The image below is from my original Potentia essay:

Potentia Spiral Final

I hold that an entity with vastly more potentia than all of humanity combined could easily conceive of higher “realities” than the paltry and current human-conceived notion of entropy. 

Higher potentia entities can conceive of higher and higher goals. 

Potentia’s unfolding seems to have “bubbled” up consciousness itself – this most morally relevant of all qualities. 

Certainly a universe filled with horrible super-sentient suffering or wonderful super-blissful sentience would be very different things. Surely if all future intelligences were just unconscious replicators, turning the universe to grey goo, this wouldn’t be a the only possible unraveling of all possible futures, not does it remotely seem like the best one.

I’d argue we should optimize for the continual blaze of the flame of life, the expansion of potentia that “bubbles” up new powers to keep life alive, and new potentially valuable things like (or vastly beyond) consciousness.

Might there be a great convergence on all possible minds in all possible directions universally align with “melting everything into thermodynamic randomness”?

Maybe.
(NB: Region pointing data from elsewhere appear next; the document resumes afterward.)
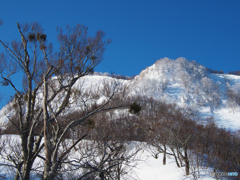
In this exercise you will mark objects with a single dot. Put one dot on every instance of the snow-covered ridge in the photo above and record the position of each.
(180, 81)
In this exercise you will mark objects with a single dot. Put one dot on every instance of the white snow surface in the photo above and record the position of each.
(180, 81)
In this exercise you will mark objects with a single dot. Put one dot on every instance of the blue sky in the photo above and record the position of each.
(143, 31)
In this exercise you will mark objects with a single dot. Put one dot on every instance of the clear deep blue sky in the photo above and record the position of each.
(143, 31)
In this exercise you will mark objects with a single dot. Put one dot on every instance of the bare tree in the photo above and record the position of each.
(48, 83)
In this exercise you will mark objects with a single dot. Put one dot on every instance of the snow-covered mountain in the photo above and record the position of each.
(180, 81)
(188, 83)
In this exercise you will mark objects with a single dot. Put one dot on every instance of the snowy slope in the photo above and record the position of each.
(180, 81)
(189, 84)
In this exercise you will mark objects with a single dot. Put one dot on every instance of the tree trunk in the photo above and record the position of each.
(47, 166)
(164, 155)
(186, 161)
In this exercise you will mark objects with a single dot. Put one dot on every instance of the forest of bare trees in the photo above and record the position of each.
(58, 131)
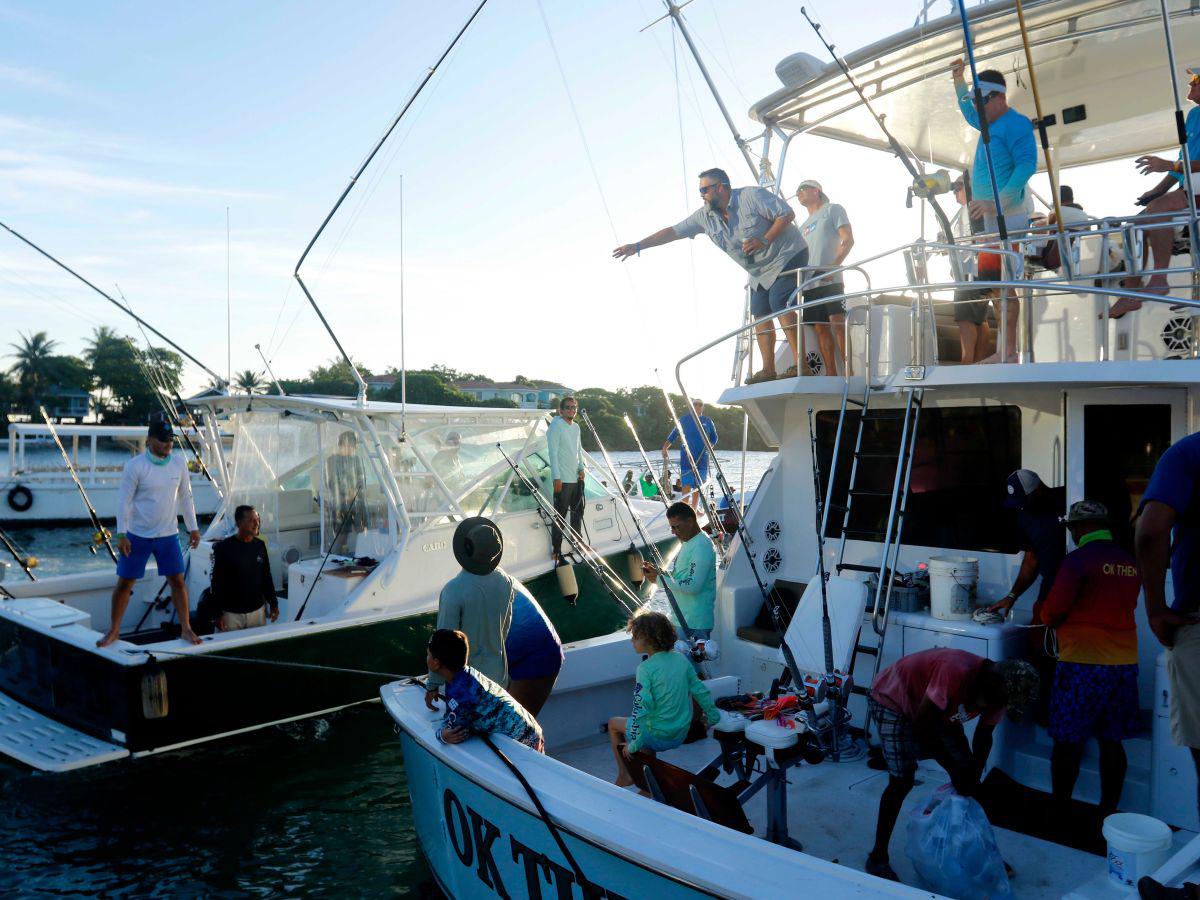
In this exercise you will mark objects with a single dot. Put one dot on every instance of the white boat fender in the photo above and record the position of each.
(568, 585)
(154, 690)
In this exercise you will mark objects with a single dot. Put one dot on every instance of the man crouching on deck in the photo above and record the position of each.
(919, 705)
(155, 490)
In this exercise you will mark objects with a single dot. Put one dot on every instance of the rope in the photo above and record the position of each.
(541, 810)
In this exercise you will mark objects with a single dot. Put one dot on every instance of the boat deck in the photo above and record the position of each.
(832, 811)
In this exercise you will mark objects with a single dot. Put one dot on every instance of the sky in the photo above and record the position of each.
(129, 130)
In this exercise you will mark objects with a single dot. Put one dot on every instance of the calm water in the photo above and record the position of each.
(313, 808)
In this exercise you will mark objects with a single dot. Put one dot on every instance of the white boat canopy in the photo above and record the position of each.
(1101, 69)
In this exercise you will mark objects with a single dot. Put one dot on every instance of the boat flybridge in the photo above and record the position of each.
(37, 487)
(359, 571)
(912, 450)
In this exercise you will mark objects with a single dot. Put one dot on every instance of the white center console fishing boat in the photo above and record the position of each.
(358, 505)
(911, 450)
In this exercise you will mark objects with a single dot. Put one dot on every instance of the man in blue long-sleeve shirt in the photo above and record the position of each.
(1014, 159)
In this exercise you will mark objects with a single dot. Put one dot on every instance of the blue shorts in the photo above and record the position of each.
(167, 556)
(781, 293)
(1093, 701)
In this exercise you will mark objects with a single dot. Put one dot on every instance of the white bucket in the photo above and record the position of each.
(952, 587)
(1138, 845)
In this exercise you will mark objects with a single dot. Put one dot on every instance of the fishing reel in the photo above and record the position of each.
(928, 186)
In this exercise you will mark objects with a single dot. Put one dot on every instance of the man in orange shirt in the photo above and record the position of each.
(1091, 609)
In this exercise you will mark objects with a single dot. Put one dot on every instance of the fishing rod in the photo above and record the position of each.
(25, 563)
(905, 156)
(587, 555)
(819, 504)
(646, 461)
(354, 180)
(769, 598)
(659, 562)
(709, 508)
(101, 535)
(67, 269)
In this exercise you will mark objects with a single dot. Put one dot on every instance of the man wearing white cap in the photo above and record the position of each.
(1165, 197)
(829, 238)
(1014, 159)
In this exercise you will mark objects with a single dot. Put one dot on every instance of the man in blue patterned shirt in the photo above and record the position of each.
(475, 705)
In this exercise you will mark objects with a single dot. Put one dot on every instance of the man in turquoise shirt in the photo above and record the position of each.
(693, 576)
(1014, 159)
(565, 450)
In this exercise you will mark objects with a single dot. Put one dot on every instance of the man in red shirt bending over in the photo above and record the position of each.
(1095, 694)
(919, 705)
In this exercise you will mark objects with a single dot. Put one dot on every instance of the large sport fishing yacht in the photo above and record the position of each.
(37, 487)
(359, 577)
(912, 451)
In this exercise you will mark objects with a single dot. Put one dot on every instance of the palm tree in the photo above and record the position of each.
(250, 382)
(33, 355)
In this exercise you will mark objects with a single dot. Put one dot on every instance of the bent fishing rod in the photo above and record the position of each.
(101, 535)
(903, 154)
(659, 562)
(646, 461)
(709, 508)
(588, 556)
(769, 599)
(354, 180)
(142, 322)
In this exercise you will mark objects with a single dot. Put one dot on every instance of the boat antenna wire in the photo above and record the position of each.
(901, 153)
(217, 379)
(23, 562)
(673, 11)
(1182, 136)
(819, 507)
(101, 535)
(646, 461)
(771, 600)
(593, 561)
(1041, 123)
(659, 562)
(541, 814)
(354, 180)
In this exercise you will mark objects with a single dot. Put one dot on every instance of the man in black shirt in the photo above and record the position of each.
(241, 576)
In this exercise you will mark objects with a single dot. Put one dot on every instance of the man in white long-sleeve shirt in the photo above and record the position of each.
(155, 490)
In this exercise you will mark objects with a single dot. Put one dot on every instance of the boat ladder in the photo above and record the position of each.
(874, 443)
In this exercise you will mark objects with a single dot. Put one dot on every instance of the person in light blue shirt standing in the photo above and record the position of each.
(757, 231)
(1014, 159)
(693, 479)
(565, 449)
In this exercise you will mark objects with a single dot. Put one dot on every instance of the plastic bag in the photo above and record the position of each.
(953, 849)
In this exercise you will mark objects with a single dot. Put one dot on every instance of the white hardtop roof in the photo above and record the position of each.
(1102, 59)
(372, 407)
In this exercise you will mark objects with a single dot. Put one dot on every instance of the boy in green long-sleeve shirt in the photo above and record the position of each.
(663, 693)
But it seems wildly likely that such an idea will and should itself be overcome – and to presume “all superminds beyond me won’t ever have goals beyond the melting down of all things into entropy” is a level of faith I don’t consider viable. 
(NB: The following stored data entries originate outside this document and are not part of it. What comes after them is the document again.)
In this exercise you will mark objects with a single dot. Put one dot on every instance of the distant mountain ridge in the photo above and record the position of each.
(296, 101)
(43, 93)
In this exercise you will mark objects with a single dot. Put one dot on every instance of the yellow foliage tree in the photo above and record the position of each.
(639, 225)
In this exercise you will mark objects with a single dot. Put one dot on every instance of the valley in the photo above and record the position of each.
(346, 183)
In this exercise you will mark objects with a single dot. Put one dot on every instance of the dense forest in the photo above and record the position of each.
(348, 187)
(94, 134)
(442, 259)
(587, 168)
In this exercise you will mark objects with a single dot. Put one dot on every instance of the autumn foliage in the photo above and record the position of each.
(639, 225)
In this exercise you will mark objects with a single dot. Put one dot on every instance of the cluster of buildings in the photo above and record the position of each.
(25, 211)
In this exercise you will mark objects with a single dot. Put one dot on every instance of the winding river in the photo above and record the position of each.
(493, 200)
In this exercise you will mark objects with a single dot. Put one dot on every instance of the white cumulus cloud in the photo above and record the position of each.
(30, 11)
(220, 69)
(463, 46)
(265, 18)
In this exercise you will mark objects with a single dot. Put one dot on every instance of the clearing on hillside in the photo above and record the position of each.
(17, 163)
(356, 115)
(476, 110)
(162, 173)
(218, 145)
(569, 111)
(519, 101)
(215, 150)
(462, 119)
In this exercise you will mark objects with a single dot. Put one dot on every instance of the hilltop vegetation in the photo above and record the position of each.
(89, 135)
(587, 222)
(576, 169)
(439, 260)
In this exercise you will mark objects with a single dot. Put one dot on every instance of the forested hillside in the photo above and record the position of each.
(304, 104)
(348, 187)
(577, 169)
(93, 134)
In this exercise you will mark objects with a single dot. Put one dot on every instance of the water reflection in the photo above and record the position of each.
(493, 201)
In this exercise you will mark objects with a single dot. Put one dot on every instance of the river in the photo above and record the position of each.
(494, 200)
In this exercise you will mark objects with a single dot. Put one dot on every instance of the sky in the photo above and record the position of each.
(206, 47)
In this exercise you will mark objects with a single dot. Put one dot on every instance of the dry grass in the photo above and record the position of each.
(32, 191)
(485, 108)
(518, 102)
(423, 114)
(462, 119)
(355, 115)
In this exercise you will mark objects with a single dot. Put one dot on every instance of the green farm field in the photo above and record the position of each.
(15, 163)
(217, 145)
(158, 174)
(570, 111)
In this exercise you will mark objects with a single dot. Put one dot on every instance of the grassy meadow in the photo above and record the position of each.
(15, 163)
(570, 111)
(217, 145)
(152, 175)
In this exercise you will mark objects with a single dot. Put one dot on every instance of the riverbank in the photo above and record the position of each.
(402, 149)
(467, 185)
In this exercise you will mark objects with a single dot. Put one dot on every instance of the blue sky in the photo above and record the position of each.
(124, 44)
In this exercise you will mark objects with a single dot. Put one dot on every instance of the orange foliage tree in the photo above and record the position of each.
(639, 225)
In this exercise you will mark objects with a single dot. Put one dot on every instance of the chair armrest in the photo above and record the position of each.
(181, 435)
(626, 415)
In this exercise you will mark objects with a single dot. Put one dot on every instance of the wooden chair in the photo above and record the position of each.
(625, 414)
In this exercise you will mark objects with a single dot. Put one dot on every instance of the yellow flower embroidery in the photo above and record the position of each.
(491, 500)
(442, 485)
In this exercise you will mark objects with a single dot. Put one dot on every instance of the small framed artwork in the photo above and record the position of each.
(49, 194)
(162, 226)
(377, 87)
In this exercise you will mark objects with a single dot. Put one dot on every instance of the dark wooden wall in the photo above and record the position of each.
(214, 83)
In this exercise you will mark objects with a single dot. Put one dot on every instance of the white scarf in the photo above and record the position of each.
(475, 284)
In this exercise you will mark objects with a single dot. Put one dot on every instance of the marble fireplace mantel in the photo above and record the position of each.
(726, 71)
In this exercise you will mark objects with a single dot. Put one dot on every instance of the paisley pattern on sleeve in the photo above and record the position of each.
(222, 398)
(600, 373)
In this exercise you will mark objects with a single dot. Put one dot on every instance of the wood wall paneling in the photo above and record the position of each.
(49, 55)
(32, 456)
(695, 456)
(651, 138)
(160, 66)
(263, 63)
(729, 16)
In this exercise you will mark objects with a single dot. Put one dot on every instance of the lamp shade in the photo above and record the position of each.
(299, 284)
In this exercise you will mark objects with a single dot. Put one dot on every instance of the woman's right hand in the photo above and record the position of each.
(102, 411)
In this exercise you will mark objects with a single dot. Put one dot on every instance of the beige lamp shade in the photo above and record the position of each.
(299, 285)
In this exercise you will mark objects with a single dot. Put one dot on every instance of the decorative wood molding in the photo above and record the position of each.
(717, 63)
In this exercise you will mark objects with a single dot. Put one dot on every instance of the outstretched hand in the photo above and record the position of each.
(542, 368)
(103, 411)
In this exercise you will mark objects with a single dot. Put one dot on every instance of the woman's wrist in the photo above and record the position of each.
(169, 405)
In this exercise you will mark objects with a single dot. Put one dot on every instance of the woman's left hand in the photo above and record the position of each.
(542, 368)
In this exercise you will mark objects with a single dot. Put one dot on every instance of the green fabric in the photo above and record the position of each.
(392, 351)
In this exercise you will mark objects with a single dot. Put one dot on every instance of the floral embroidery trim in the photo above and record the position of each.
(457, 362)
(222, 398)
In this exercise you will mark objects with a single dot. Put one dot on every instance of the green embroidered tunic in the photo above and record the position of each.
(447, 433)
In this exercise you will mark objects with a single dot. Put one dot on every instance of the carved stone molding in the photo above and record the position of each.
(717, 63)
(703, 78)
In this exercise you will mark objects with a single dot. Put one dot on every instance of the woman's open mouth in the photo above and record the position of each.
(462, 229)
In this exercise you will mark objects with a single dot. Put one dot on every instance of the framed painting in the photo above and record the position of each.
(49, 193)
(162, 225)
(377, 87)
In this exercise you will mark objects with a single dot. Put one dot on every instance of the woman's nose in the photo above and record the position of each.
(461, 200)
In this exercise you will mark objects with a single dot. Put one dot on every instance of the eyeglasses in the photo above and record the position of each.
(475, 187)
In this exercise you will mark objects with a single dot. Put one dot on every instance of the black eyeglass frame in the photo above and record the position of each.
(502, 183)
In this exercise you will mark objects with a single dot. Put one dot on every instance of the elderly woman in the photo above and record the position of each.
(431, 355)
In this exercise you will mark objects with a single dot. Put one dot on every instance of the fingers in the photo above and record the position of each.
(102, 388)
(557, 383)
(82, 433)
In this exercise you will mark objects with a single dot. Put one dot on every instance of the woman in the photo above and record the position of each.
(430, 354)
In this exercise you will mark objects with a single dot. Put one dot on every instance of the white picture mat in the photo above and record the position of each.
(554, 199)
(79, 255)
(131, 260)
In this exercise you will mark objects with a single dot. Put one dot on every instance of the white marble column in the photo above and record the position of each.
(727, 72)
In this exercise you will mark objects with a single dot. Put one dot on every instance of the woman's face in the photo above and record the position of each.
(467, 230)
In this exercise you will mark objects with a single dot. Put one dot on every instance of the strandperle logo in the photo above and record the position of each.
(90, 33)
It seems that some current things are “value” (in themselves, like sentience, or in an instrumental way to keep the flame of life itself alive and unfolding), and finding more of current value and expanding into new categories of powers and values is a higher and more generative goal than a total “meltdown.”

Implication 2: Encouraging a Total Lack of Governance, Standards, or Coordination

As mentioned in the previous section of this article, potentia and potestas are both important in bringing forth what we see as “progress.”

If we simply want a “meltdown into entropy,” then indeed “to hell with all governance, birth the unconscious optimizer robots as soon as possible and who cares what happens after that” is a reasonable approach.

But the civilization Nick Land was born into (the UK), and the one he’s chosen to reside in (CCP China) are both predicated on having some rules: Traffic speeds, laws against murder, building codes, financial regulations, etc.

To even have enough coordination among hairless apes to write a book, a huge amount of potestas must be at play to systematically bound potentia in strategic ways to add more net powers to the system.

If our goal is that AGI is anything other than an economic or military automator – we’ll need some degree of standards and/or coordination in order to ensure that AGI:

  • Is conscious
  • Is autopoietic (capable of expanding potentia indefinitely)
  • Treats humans reasonably well for a while (if that’s possible)

In other words – whether we care about the outcomes for humans or for the greater process-of-life of which we are part, it would seem likely that progress would operate much like it has leading up to this moment (i.e. be a mix of strategic potestas along with expanding potentia). 

Implication 3: Writing Off Human Volition

From a philosophical standpoint, I’m not convinced of human volition and agency. My typing these words may very well be as inevitable as the movement of billiard balls once struck. Even if humans do have agency, it seems evident that it happens in snatches, rather than us having some kind of strong and direct control over all of our movements and thoughts at all times.

Even so – we must live as if we have agency – and that’s exactly what we all do. Land himself could have said “Someone is bound to write these thoughts about machinic desire, so I’ll just play Nintendo and let someone else do exactly that.” But he didn’t, he sat and wrote. He could write, say, and tweet nothing at all, and his entire vision would unfold before his eyes – joyously, and without him uttering a word.

But he continues to engage in philosophical debates, and he continues to tweet ravenously about US politics, race dynamics in the West, and a variety of issues that matter to him. If his faith in “teleoplexy” (the idea that the future reaches back through time to pull us toward it) was complete, then why do any of that work at all?

We must live as if we do have volition, and is we are to use hyperstition to conjure futures into a being (a very cool Landian idea, IMHO), it would seem that (a) we’d need to apply ourselves, and (b) that we should conceive of a trajectory of AGI that carries forward consciousness and autopoiesis so that higher goals and higher powers might continue to bloom forth from the process of life (as man has been a blooming beyond the flatworm).

Stewarding the Flame vs Accelerationism

To wrap up, I’ll lay out what I consider to be my core areas of overlap and disagreement with accelerationism.

The philosophy I’m advocating for is, roughly, Stewarding the Flame, a kind of Axiological Cosmism:

Note 1: This is my interpretation of accelerationism / Land’s work. It may be the case that he has different opinions on governance or grey goo or some other topics than I have outlined here, and its possible some of his ideas have changed in the last decade or so.

Note 2: My own application of Spinoza’s ideas to the specifics of AGI are beyond the pale of what Spinoza himself wrote about, and I “extend” his notion of potestas and potentia in what I can only hope is in the spirit of Spinoza. But even if my ideas differ in some nuances than his own, his terminology is nonetheless useful in unpacking these ideas.

Note 3: I know some of the early e/acc at an acquaintance level, and some of them are not merely as dogmatic and fairytale-level anthropocentric as they let on publicly. Their role is to counter the dogma of “regrowth” with a counter-dogma (an opposing tribe) that is maximally pro-growth. This demagoguery requires simplifying messages and appealing to “follow me and all humans will get free ice cream and a pony!”-type logic. It is poor for truth, but unfortunately it’s how politics works, and influencing politics is what e/acc was founded to do. I may not like some of what they’re doing but I do understand it.